Aftermath (Updated November 27, 2018)

After I made the cutover, I watched my server logs for a few days for abnormalities. I discovered a few important things:

Missing 404s

If a page wasn’t found, my nginx setup would render the 404 error page, but as a successful 200 response instead of the proper 404 response code. It would look correct in a browser but be incorrect for search engines and other bots.

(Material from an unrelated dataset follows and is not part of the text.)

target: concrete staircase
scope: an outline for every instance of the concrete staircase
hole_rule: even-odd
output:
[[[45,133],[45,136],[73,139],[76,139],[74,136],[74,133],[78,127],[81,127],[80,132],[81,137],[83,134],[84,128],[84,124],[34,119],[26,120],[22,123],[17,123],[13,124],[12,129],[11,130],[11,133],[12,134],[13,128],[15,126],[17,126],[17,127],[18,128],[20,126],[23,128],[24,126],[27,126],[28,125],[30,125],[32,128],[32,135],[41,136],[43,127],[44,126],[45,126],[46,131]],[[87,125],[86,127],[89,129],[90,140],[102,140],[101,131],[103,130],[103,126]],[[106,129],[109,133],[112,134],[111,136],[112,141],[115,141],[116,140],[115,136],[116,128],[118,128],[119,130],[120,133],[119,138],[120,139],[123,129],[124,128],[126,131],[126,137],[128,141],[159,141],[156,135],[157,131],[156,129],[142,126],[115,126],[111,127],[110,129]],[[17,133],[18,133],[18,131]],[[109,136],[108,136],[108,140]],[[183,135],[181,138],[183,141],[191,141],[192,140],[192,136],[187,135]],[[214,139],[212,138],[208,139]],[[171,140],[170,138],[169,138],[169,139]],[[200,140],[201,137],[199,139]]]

I fixed this by adding this to my server block:

error_page 404 /404/index.html;

And then this to my location block:

try_files $uri $uri.html $uri/index.html =404;

The =404 tells nginx to serve a 404 response if it can’t find the static file, and the error_page tells it which page to render.

Broken AMP URLs

My Ghost blog used to serve Accelerated Mobile Pages (AMP) pages with a trailing /amp/ at the end of every post URL. My new Jekyll doesn’t do this, which was causing a lot of 404s in the logs. I’m not sure how many errors were shown to users vs Google just serving a stale version of the page.

In any case, I fixed it by redirecting AMP links back to the main post:

rewrite ^(.*)/amp/?$ $1 last;

I verified that the non-AMP pages look good on my phone.

Google still seems to have some AMP pages cached, but hopefully these go away over time.

Incorrect Date URLs

I noticed many 404s in my logs of requests to posts with an off by one date. For example, they would request /2018/11/27/foo instead of /2018/11/26/foo.

I discovered that Ghost doesn’t seem to mind if the date is incorrect. It will properly redirect to the correct URL. Jekyll’s static site does care, however, and these will 404.

I tried to figure out where these incorrect URLs came from. My best guess is that an old Ghost bug served the post at the wrong URL for some amount of time: https://github.com/TryGhost/Ghost/issues/7655. I deployed the fixed version a long time ago, but I think the incorrect URLs made their way into search indexes.

Since the 404s in the logs seem to only be from bots, and the issue on my Ghost blog has likely been fixed for a long time, I figured it was ok to leave these 404s. I double checked that search results in the major US search engines returned the correct URLs.